Portion of Main Plaza complex sold by local investors for $20 million
A Greenwich, Conn.-based real estate investment trust formed to take advantage of a federal law aimed at spurring economic development in disadvantaged areas intends to build some 400 apartments and new retail space at Sarasota’s Main Plaza.
The affiliate of Belpointe REIT Inc. bought a majority of the office and retail complex on 8.6 acres downtown for $20 million, from a pair of local investment groups, BBC Plaza LLC and Biter Buildings LLC.
“The buyer came to realize that residential was one key component missing from the property and from that immediate area,” says Kevin Robbins, a sales associate at Sarasota-based real estate brokerage firm Harry E. Robbins Associates Inc., which represented BBC Plaza and Biter Buildings in the transaction and has been retained by Belpointe to oversee future leasing.
“Their apartment development will add about 1,000 people to the immediate vicinity and generate a market for the additional retail space that’s being contemplated,” Robbins says.
Belpointe is expected to raze a two-story building at 1991 Main St. that currently houses office space — much of it vacant — and shuttered restaurants that had once been occupied by Applebee’s and Ker’s Wing House, among others.
In its place on roughly five acres, Belpointe is slated to develop a food hall concept similar to the one at Armature Works, in Tampa’s The Heights development, and elsewhere.
“A food hall would be a great fit for that side of Main Street and be a tremendous complement to the existing movie theater and the offices that are in the surrounding area,” Robbins says.
Belpointe also is contemplating adding a small grocery store on the property and other specialty and service-oriented retail. The only dedicated existing grocer downtown is Whole Foods Market, which opened as part of a mixed-use project by Casto Southeast Realty Services more than a decade ago.
“Main Plaza has great accessibility off more than one primary street, and so from that perspective it would be a tremendous addition,” Robbins says.
Under current Downtown Core zoning, Belpointe’s development could rise 10 floors at Main Plaza. Prior to the construction of a Staples office supply store and a Bank of America branch on adjacent property a decade ago, developer Wayne M. Ruben of WMR Consulting LLC considered a pair of 10-story condominium buildings on the property.
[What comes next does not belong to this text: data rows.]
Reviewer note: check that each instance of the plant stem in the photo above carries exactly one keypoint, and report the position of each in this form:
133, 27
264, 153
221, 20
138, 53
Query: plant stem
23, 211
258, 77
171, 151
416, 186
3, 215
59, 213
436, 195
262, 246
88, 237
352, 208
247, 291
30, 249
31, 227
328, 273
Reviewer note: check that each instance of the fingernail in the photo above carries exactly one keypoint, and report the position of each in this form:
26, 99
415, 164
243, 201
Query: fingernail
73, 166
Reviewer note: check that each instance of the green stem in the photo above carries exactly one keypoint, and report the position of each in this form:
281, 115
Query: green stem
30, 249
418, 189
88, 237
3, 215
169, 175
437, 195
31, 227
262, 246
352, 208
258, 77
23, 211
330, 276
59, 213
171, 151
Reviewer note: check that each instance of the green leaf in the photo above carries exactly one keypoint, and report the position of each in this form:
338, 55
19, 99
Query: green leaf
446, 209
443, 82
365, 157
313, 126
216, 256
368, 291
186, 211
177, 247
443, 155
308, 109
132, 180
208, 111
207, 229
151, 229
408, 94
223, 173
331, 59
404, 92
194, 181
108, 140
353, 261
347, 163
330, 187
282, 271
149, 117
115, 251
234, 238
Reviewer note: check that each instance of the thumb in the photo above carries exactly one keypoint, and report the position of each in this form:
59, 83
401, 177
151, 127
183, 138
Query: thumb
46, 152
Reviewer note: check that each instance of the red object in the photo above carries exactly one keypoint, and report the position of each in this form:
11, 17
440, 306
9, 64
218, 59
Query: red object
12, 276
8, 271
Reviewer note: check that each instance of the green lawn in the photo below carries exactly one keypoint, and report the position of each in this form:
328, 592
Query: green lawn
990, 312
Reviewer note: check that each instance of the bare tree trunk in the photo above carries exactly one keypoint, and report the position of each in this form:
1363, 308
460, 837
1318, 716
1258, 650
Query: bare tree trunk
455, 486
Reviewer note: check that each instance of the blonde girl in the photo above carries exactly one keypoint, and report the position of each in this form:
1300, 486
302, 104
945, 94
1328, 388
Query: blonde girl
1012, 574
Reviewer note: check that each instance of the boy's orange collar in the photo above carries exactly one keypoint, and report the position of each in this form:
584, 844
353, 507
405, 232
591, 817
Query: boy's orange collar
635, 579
Belpointe officials did not return telephone calls for comment on their proposed development.
Sellers BBC Plaza and Biter Buildings — partnerships comprising local investors Eric Baird, Jesse Biter and David Chessler — will retain ownership of Main Plaza buildings housing a Regal Cinemas movieplex, a pizza restaurant and a bank branch.
“In the end we decided it would be best to redevelop the entire mall, which we felt was more suited for a company like Belpointe,” Baird says in a statement.
BBC Plaza and Biter acquired Main Plaza in November 2015 for $18.1 million. In 2005, the Connecticut company that sold it to the local entities spent $40 million for the property.
Regal two years ago signed a 15-year lease extension for its space that was followed by a major renovation and downsizing of the then-20-screen theater. Today, Regal’s Hollywood 11 operates 11 screens at Main Plaza.
In addition to the roughly 259,000-square-foot office and retail complex, Belpointe also acquired an 800-space parking garage that bifurcates Main Plaza.
Belpointe, which sold shares to the public in March, according to U.S. Securities & Exchange Commission documents, was formed to take advantage of federally qualified Opportunity Zones that were allowed under the U.S. Tax Cuts and Jobs Act of 2017.
Opportunity Zones allow investors tax benefits and to defer capital gains on properties or businesses if they retail ownership for a 10-year period, according to the U.S. Internal Revenue Service statements the 2017 law.
Florida has some 425 Opportunity Zones, but developers and investors must purchase properties and make commitments before the end of this year to maximize the tax benefits from the zones.
“We think they sky’s the limit for that side of downtown, and that what will happen at Main Plaza will be a big complement to what’s already there,” Robbins says.